We found that CIN2 lesions are mainly related to infections caused by more than one genotype. However, our aim focused on the potential role of co-infection in the early phase or progression of lesions and did not find significant differences according to the cytological groups, due to the low rate of severe disease cases. Several studies did not describe a higher risk of severe dysplasia in women with multiple infections compared with women with a single genotype [28,29]. However, further prospective studies could clarify the role of multiple infections identifying the clinically significant impact of specific combinations of HPV genotypes.

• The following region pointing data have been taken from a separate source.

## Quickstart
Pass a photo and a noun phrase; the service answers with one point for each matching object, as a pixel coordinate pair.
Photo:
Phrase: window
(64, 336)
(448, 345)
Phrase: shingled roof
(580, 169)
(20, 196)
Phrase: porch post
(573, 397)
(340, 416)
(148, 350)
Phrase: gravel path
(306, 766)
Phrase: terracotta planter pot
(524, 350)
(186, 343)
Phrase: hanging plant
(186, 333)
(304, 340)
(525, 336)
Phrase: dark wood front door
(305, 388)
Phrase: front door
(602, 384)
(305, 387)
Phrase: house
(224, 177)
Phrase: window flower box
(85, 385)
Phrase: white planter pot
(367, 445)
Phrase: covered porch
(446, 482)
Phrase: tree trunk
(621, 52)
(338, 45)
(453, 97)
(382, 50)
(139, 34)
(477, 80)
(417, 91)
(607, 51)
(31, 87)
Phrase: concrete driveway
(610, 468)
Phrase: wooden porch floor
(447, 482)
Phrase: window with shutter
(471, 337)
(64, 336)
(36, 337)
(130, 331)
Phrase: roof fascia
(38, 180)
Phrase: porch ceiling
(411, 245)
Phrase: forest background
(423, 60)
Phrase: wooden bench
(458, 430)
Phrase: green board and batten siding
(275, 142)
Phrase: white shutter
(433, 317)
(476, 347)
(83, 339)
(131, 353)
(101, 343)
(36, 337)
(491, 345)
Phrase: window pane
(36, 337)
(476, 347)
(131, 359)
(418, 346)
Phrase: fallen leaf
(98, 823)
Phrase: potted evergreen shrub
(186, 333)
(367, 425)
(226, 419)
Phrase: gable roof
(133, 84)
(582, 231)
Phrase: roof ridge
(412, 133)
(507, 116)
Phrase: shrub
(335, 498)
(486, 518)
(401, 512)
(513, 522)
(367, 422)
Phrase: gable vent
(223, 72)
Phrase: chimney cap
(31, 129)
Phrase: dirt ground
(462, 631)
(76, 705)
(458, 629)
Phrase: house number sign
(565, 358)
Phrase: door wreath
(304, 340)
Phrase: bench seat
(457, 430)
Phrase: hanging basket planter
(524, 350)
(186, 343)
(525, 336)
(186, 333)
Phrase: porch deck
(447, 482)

The target population could have affected the results on the effectiveness of HPV-vaccination, based on the higher prevalence of infections in the vaccinated group. However, the stratified analysis by HPV-16, the most prevalent and preventable genotype, did not show a significant difference between the vaccinated and non-vaccinated. The type of population enrolled in our study could explain some of the findings’ results. Firstly, the median age of vaccination was high. Real life studies showed that HPV vaccine effectiveness is highest when it is administrated before sexual debut [30]. The American Cancer Society HPV vaccination guidelines (2020) [31], did not endorse the administration in adults aged 27–45 years for limited public health benefit potentially preventing only 0.5% of cancer cases, 0.4% of cervical precancer lesions, and 0.3% of genital warts [32]. The therapeutic role of HPV vaccine is controversial. Our recent study highlighted that vaccine administration could reduce the recurrence rate in women after LEEP [33]. However, a therapeutic role of vaccination was not found in women with a previous HPV-positivity. Prospective studies in naïve women could assess the real-life effectiveness of vaccination in our setting.

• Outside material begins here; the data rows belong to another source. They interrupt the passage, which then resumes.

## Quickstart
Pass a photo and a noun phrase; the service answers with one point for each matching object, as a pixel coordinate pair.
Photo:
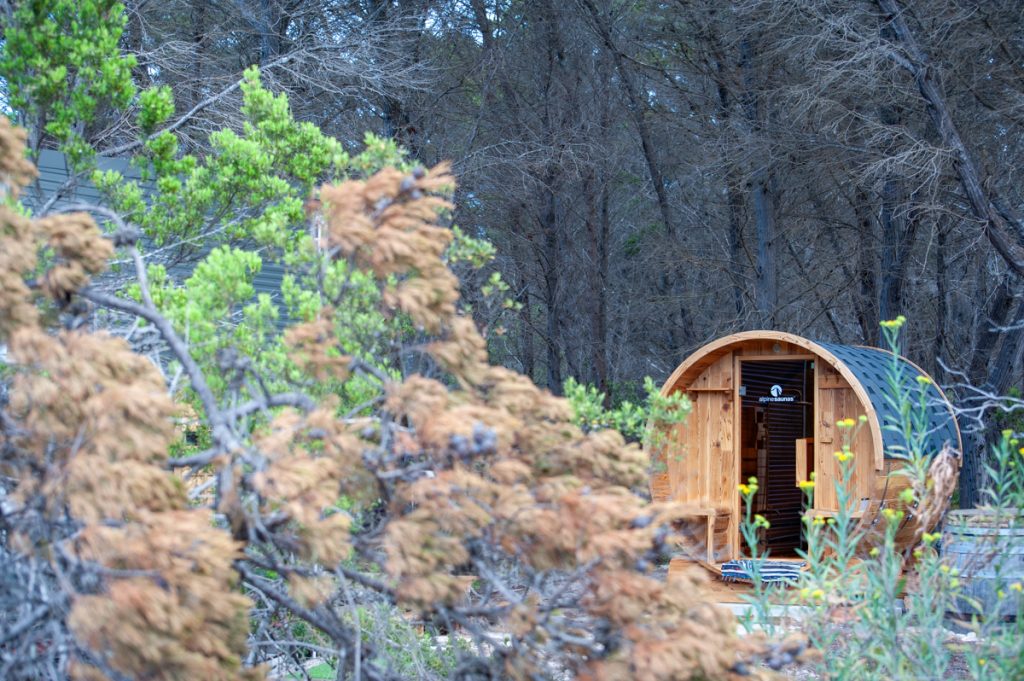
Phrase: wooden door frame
(737, 422)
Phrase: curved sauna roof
(867, 371)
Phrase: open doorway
(777, 421)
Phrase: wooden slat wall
(837, 400)
(700, 455)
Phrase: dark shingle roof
(873, 369)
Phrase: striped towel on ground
(772, 571)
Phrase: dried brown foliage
(86, 434)
(474, 471)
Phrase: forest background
(633, 180)
(657, 174)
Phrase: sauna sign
(776, 395)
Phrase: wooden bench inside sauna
(765, 403)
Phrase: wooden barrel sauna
(766, 403)
(987, 548)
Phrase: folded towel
(771, 571)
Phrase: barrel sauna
(766, 403)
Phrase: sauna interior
(766, 405)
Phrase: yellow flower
(892, 515)
(894, 324)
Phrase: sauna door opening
(776, 423)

The retrospective epidemiological design can raise several concerns. Although the present study reports the main epidemiological findings of the HPV screening program in ASC-US women since the introduction of HPV-DNA in 2016, our data are not representative of the general population, especially for the prevalence and distribution of HPV-genotypes, based on the adherence to the screening program. The small sample size during the follow-up, as well as the heterogeneous follow-up period, did not allow us to clearly identify the prognostic role of several demographic and clinical variables. Moreover, the low numbers of fully vaccinated patients did not allow us to assess the preventive role of the vaccine. Further studies would be needed to assess the epidemiological scenario in the vaccination era.

5. Conclusions

Monitoring and genotype identification are crucial to promptly identify cross-protection and type-replacement, particularly after the implementation of a vaccine program. In line with WHO call for action to eliminate cervical cancer as a public health problem [34] future multicenter studies could better estimate HPV risk-factors, as well as those which play a role in the progression of disease to plan more adequate preventive strategies.